Dispatching SIMD functions at runtime

desttinghim · November 11, 2024, 10:13pm

I have been learning about vectors and SIMD, and one of the topics I’ve seen come up is runtime dispatch, at least for x86_64 devices. The idea is to compile multiple version of your code that uses larger vectors on the devices that support it, and then chose which function to run based on information about the CPU gathered at runtime. It allows you to distribute a single binary for the architecture while still supporting new CPU features.

This got me wondering, how would I do this in zig? Some days later, I’ve got a proof of concept that I think is worth sharing.

Problems

There are a couple of problems that need to be solved for this to work:

Detect what features the current cpu supports
Compile the vector functions once for each set of features we want to support

Runtime detection of CPU features

The zig standard library is capable of detecting the current cpu! In hindsight, this seems obvious because zig automatically determines which CPU to compile for when it is run, but figuring out how to use the zig standard library for this took me some time.

First, import the builtin module with @import("builtin"). We need it to figure out what target the executable was built for. Then we create a Target.Query using std.Target.Query.fromTarget(builtin.target). The Query field cpu_model will need to be set to .native next. Finally, call std.zig.system.resolveTargetQuery(query) to get the runtime target information.

We aren’t done quite yet. To actually check features, we need to make use of the type std.Target.Cpu.Feature.Set. Also, while the previous code should work anywhere zig runs, the next part needs to be switched by the current architecture. To keep things simple, we’ll assume the architecture is x86_64. The list of all features for x86_64 is std.Target.x86, which we will use to look up what each of the feature flags we got from the native target actually means.

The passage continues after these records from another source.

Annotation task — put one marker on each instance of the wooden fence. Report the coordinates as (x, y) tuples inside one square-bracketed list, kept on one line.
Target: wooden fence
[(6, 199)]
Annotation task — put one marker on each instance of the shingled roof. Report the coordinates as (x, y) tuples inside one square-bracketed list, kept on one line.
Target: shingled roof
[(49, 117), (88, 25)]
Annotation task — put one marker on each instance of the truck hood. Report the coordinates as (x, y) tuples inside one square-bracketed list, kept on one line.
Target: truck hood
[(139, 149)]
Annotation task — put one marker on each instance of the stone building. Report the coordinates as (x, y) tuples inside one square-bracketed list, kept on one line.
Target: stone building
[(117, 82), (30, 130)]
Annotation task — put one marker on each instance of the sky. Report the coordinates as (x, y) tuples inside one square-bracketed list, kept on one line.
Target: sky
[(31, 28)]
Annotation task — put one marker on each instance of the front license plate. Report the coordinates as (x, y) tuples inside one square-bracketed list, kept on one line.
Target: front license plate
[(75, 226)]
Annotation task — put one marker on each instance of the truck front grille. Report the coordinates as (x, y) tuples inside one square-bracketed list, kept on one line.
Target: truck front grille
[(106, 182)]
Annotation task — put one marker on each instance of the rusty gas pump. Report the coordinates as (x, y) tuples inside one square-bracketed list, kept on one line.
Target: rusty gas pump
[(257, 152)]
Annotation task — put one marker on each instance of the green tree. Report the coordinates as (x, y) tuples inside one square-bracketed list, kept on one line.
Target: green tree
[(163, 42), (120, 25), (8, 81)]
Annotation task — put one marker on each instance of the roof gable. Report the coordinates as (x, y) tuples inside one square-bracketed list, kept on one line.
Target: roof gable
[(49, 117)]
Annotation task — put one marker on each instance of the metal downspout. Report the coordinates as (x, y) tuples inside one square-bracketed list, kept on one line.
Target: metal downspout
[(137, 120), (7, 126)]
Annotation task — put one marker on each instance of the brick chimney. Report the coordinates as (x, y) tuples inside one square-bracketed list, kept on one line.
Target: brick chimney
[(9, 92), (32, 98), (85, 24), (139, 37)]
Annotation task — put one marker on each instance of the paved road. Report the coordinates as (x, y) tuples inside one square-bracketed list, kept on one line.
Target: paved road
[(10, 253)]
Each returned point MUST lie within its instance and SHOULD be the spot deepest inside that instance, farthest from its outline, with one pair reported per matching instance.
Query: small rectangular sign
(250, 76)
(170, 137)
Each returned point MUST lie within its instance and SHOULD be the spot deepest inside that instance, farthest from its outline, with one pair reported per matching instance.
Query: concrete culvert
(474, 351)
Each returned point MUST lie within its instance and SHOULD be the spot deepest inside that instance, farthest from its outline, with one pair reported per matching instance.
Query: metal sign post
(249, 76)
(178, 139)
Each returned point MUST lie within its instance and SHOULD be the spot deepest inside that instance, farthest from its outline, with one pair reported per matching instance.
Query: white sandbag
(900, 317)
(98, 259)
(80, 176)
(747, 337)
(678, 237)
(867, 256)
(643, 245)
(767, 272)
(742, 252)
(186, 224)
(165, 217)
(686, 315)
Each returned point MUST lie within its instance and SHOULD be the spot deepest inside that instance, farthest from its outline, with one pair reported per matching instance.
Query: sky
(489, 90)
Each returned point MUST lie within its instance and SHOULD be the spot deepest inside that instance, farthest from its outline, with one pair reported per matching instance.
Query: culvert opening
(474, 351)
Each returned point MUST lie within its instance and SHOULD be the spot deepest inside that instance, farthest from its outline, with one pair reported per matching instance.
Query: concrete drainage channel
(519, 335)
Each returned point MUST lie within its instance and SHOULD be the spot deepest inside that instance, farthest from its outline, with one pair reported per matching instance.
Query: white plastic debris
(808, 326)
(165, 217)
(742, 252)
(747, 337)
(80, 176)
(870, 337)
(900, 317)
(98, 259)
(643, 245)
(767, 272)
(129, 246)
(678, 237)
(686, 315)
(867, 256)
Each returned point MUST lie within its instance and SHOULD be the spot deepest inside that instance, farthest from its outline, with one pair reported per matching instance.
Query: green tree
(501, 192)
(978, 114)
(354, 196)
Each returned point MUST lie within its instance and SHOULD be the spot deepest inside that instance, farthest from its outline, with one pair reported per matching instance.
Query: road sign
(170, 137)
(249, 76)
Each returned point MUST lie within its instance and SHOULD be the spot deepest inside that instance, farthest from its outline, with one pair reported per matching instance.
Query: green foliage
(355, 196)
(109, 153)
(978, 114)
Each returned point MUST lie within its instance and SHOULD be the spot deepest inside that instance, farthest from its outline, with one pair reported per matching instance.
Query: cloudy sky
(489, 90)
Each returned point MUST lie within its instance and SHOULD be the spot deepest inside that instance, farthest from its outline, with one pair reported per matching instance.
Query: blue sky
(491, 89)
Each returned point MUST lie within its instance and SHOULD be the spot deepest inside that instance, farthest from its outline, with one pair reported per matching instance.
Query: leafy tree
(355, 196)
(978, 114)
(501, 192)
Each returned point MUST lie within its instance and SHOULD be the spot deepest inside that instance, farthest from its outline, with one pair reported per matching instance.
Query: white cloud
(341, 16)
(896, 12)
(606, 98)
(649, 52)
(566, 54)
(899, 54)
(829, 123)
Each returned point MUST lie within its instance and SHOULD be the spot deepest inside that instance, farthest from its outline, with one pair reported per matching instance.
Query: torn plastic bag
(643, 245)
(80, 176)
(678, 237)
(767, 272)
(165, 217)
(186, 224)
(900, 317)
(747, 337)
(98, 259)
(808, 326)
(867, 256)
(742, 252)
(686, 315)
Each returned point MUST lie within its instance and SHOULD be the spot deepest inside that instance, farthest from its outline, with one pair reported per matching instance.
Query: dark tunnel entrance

Here’s what that looks like all together:

Get cpu information at runtime

const std = @import("std");
const builtin = @import("builtin");

var query = std.Target.Query.fromTarget(builtin.target);
query.cpu_model = .native;    

const native_target = try std.zig.system.resolveTargetQuery(query);

switch (builtin.target.cpu.arch) {
    .x86_64 => {
        const x86 = std.Target.x86;

        std.debug.print("CPU Supported Features\n", .{});
        for (x86.all_features) |feat| {
            if (!native_target.cpu.features.isEnabled(feat)) continue;
            std.debug.print("Feature: {s}\nDescription:{s}\n", .{feat.name, feat.description});
        }
    },
    else => @compileError("Unsupported architecture"),
}

Compiling the same function multiple times

We could technically re-implement the vector functions for each set of targets we want runtime dispatch for, but that could quickly become annoying. Instead, I defined an enum for each CPU family I wanted to target. The name can be arbitrary, but I used the names that zig/llvm uses to group x86_64 cpus - x86_64, x86_64_v2, x86_64_v3, and x86_64_v4.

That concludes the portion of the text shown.